Hitting Australian cinemas a couple months shy of another anticipated Meg movie, The Black Demon falls short of mediocrity with a blend of pulpy mythological horror and environmental awareness.
Directed by Adrian Grünberg (Rambo: Last Blood) and starring Josh Lucas (trading Red Dog for a Megalodon shark) The Black Demon tells the story of Paul Sturges (Lucas), who brings his family along for a working trip, winding down a decommissioned oil rig offshore of Mexico. Along the way they encounter unwelcoming locals, an environmental disaster and the wrath of nature’s fury. The film leans heavily into these well established tropes but remains forgettable against the pantheon of past B films that do it better.
A vaguely interesting thread running through The Black Demon is Paul’s arc, as events reveal his hidden lack of integrity. Paul is not so much the clean, hard working everyman his family thought him to be.

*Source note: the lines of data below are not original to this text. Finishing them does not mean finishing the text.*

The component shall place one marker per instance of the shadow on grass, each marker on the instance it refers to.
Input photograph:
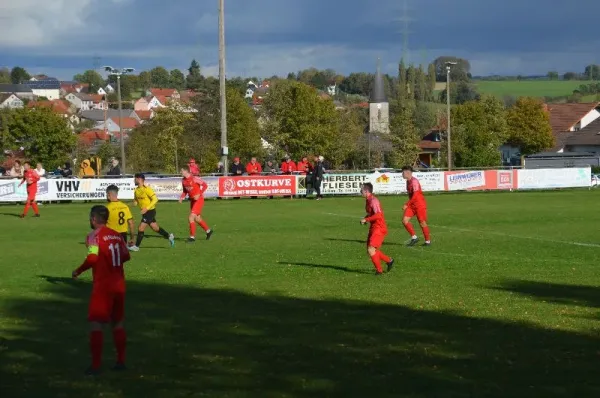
(186, 342)
(579, 295)
(323, 266)
(363, 242)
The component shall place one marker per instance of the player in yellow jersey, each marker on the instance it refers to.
(119, 215)
(146, 200)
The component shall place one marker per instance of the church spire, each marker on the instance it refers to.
(378, 92)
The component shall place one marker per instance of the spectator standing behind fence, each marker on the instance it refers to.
(16, 170)
(194, 169)
(39, 169)
(85, 170)
(271, 167)
(236, 168)
(318, 172)
(253, 168)
(288, 166)
(115, 169)
(66, 172)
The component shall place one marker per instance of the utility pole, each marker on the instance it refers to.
(118, 73)
(222, 88)
(448, 130)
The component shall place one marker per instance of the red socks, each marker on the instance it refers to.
(96, 342)
(204, 225)
(120, 340)
(426, 234)
(376, 262)
(410, 229)
(383, 257)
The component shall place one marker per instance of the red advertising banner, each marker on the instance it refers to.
(480, 180)
(257, 186)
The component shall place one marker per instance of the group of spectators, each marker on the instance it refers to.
(313, 171)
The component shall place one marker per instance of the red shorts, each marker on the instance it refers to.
(31, 194)
(375, 238)
(106, 306)
(419, 211)
(196, 206)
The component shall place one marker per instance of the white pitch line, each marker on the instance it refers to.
(537, 238)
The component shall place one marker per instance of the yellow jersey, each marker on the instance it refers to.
(145, 197)
(118, 216)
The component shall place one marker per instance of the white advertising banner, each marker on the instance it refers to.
(554, 178)
(343, 184)
(393, 183)
(465, 180)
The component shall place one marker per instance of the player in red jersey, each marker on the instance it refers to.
(416, 206)
(377, 230)
(31, 177)
(194, 187)
(107, 252)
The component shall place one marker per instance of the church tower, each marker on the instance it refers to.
(379, 111)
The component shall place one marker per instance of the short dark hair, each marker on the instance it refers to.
(99, 213)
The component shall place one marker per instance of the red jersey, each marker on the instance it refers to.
(253, 169)
(107, 252)
(375, 215)
(415, 193)
(193, 186)
(31, 177)
(288, 167)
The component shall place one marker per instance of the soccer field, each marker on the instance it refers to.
(283, 302)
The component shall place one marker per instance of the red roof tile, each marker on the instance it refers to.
(163, 92)
(126, 122)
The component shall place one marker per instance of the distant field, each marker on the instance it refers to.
(529, 88)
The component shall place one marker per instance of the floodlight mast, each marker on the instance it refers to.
(118, 73)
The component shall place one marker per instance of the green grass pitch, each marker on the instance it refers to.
(282, 302)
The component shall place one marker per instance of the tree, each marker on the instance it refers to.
(19, 75)
(478, 130)
(194, 78)
(159, 77)
(404, 137)
(402, 82)
(243, 133)
(177, 79)
(92, 78)
(45, 135)
(592, 72)
(298, 121)
(5, 76)
(459, 72)
(529, 126)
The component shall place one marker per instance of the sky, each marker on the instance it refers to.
(274, 37)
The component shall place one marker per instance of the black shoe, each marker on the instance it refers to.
(390, 265)
(119, 367)
(413, 242)
(92, 372)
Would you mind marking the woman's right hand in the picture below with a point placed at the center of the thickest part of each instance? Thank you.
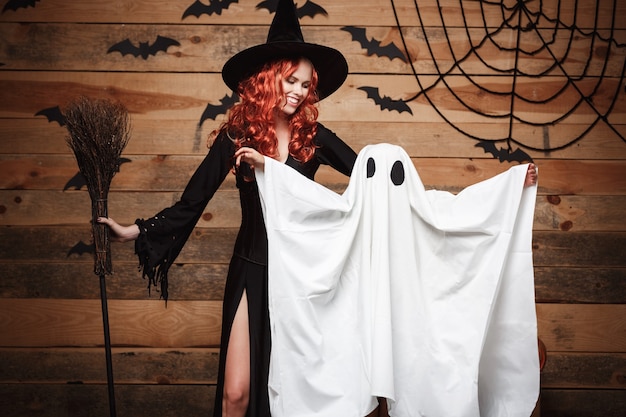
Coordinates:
(120, 233)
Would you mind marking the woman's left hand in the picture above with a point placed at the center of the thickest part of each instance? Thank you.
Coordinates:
(251, 156)
(531, 176)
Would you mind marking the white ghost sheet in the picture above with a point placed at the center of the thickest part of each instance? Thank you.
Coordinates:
(423, 297)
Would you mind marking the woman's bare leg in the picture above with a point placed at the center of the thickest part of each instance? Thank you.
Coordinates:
(381, 410)
(237, 372)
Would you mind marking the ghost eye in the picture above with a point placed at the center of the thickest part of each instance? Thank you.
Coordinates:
(397, 173)
(371, 167)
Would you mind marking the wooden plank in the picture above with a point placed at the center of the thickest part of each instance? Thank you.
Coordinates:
(185, 96)
(76, 280)
(205, 281)
(366, 12)
(171, 173)
(580, 285)
(20, 244)
(66, 323)
(130, 366)
(579, 249)
(144, 323)
(30, 208)
(582, 403)
(199, 366)
(420, 140)
(582, 327)
(205, 48)
(584, 371)
(80, 400)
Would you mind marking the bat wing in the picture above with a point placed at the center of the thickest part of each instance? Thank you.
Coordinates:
(372, 46)
(18, 4)
(311, 10)
(386, 102)
(161, 44)
(53, 114)
(125, 47)
(215, 6)
(81, 248)
(504, 154)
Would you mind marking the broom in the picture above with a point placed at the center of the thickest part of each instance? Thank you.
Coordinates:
(98, 133)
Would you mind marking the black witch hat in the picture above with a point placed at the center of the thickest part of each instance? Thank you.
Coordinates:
(285, 40)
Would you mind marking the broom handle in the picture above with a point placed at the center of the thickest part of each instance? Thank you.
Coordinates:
(107, 345)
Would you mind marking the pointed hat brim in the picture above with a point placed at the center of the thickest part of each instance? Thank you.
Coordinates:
(285, 41)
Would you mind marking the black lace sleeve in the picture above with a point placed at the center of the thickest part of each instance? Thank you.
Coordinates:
(162, 237)
(333, 151)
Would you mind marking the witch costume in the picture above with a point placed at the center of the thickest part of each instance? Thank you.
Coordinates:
(163, 236)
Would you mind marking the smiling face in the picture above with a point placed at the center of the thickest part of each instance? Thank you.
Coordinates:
(295, 88)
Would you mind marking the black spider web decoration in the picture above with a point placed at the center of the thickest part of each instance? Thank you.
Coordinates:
(545, 83)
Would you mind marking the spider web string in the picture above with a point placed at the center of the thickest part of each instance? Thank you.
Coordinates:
(534, 25)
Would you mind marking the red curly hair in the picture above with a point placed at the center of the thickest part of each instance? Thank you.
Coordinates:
(251, 120)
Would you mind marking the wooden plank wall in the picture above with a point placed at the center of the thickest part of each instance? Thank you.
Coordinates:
(165, 358)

Supporting cast include veteran character actor Julio Cesar Cedillo (Sicario), Luis del Valle (Ovni) and Fernanda Urrejola (Cry Macho) as Ines, Paul’s wife. However, none can elevate the film with any stand out performance.
The blandest part of this production is in the visual effects, hardly worth the fifty million price tag. The titular monster looks like it is rendered in Unreal Engine 4. Underwater scenes share a similar fate, as the same murky and black peripheral filter is used repeatedly to simulate the characters swimming in oil polluted underwater scenes.

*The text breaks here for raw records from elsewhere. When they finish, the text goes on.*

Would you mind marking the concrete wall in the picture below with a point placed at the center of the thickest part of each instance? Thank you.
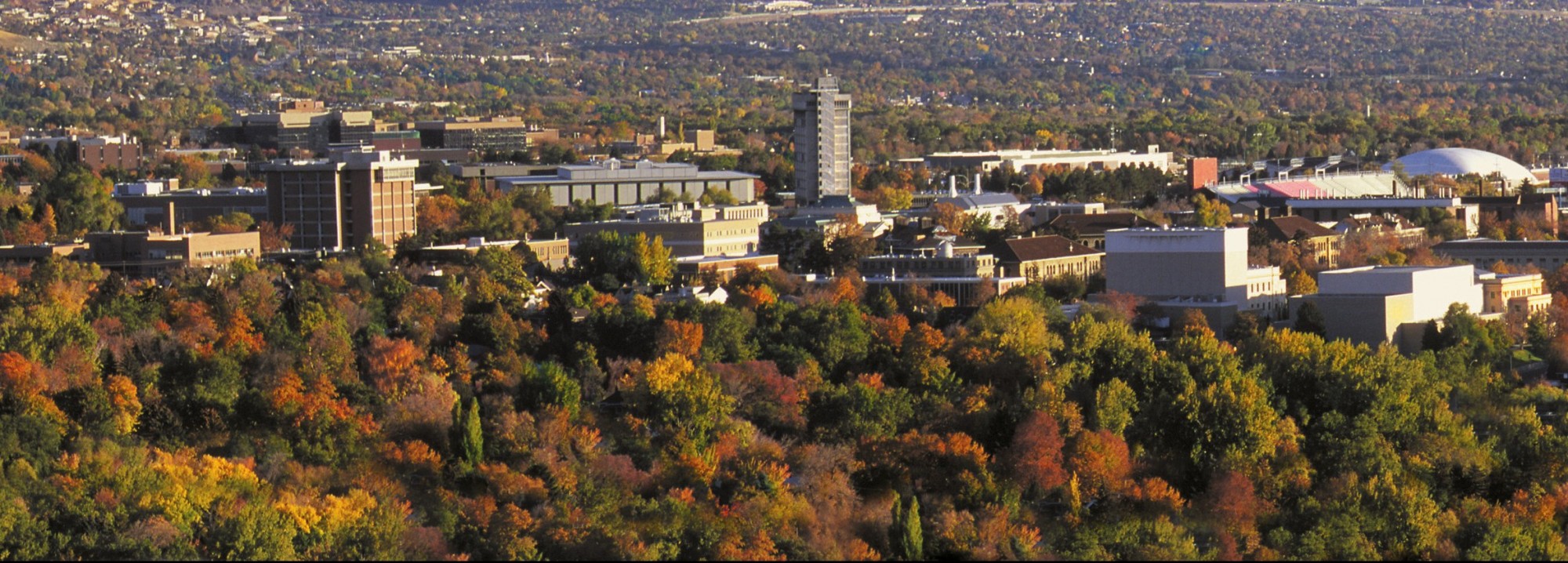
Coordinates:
(1434, 289)
(1177, 263)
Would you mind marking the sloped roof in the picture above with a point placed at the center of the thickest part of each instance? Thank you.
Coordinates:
(1461, 161)
(1098, 223)
(1040, 249)
(1291, 227)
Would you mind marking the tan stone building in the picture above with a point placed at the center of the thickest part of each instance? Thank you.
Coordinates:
(1045, 258)
(1514, 296)
(708, 231)
(1319, 242)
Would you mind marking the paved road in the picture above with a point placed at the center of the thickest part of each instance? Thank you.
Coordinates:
(1235, 5)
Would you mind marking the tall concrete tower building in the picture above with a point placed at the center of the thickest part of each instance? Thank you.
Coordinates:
(346, 200)
(822, 142)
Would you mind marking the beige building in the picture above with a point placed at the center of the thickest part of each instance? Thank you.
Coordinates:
(1202, 269)
(553, 253)
(1377, 305)
(349, 200)
(725, 267)
(1514, 296)
(1319, 244)
(622, 183)
(1045, 258)
(492, 134)
(1544, 255)
(305, 126)
(705, 231)
(1028, 161)
(147, 255)
(965, 278)
(945, 264)
(1327, 211)
(1089, 230)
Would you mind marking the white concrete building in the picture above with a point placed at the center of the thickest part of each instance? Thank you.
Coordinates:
(1376, 305)
(1026, 161)
(1194, 269)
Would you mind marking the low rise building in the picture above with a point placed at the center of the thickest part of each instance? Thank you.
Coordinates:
(1028, 161)
(1047, 258)
(702, 231)
(1091, 230)
(148, 203)
(996, 208)
(1514, 296)
(1377, 305)
(493, 134)
(1202, 269)
(1542, 255)
(1523, 206)
(967, 278)
(1044, 212)
(620, 183)
(1330, 211)
(692, 269)
(1318, 242)
(145, 255)
(553, 253)
(37, 253)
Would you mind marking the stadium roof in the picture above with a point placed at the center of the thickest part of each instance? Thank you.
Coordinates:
(1456, 162)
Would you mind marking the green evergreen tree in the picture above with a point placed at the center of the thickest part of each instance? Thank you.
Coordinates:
(907, 536)
(468, 441)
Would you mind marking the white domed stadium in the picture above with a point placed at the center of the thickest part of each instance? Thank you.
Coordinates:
(1457, 162)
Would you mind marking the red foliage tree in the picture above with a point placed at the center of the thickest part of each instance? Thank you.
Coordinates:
(1036, 454)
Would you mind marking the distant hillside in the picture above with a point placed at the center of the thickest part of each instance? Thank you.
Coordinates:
(24, 43)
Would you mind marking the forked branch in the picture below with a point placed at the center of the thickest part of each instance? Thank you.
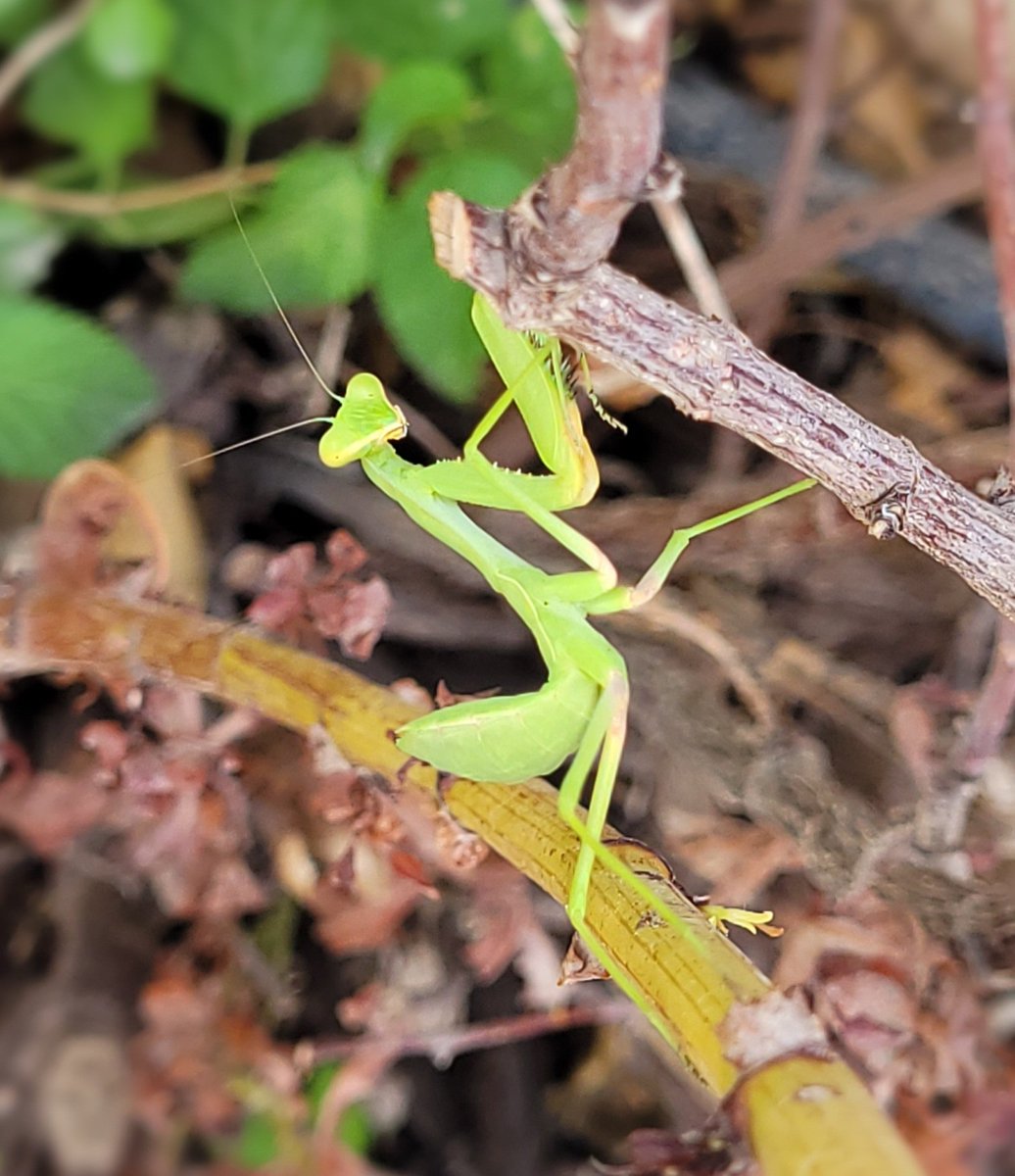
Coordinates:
(541, 264)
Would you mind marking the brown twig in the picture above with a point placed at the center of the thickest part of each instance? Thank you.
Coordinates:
(943, 814)
(849, 227)
(42, 44)
(448, 1044)
(158, 195)
(538, 263)
(805, 139)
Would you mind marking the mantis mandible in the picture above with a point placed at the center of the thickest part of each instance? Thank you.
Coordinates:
(581, 710)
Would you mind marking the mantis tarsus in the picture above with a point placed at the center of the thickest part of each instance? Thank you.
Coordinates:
(581, 710)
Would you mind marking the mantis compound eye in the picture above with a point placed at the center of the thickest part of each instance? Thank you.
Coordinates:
(364, 422)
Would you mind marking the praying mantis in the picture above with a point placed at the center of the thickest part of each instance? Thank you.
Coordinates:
(581, 710)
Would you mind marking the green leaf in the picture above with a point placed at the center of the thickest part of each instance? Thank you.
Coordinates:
(251, 60)
(21, 17)
(403, 29)
(71, 103)
(69, 388)
(531, 93)
(424, 311)
(354, 1127)
(28, 241)
(313, 239)
(418, 94)
(129, 39)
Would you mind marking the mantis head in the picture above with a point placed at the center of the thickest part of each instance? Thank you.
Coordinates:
(364, 421)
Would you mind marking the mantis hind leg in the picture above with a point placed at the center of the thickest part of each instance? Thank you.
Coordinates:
(604, 736)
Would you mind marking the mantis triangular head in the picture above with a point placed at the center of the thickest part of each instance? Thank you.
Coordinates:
(364, 422)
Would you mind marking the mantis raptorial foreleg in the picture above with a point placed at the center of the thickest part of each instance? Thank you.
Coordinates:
(581, 711)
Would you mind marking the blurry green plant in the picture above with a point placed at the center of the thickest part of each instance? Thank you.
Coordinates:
(271, 1134)
(471, 95)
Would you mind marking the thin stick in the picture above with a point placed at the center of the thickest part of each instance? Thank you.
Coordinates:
(159, 195)
(42, 44)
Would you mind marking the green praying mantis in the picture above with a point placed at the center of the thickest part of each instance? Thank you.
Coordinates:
(581, 710)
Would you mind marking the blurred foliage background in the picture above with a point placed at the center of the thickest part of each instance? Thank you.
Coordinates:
(358, 109)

Each attempt to escape this sinking ship falls flat. Characters are slowly picked off and chummed up in typical shark movie fashion, these on screen deaths are as unmemorable as the characters themselves. The Black Demon is a hundred minute snooze fest that occasionally floats a chewed up limb or two, but is as exciting as a sunbathing seal. This one is 3/10, late-night movie material where you fall asleep tired and unfulfilled before the credits roll.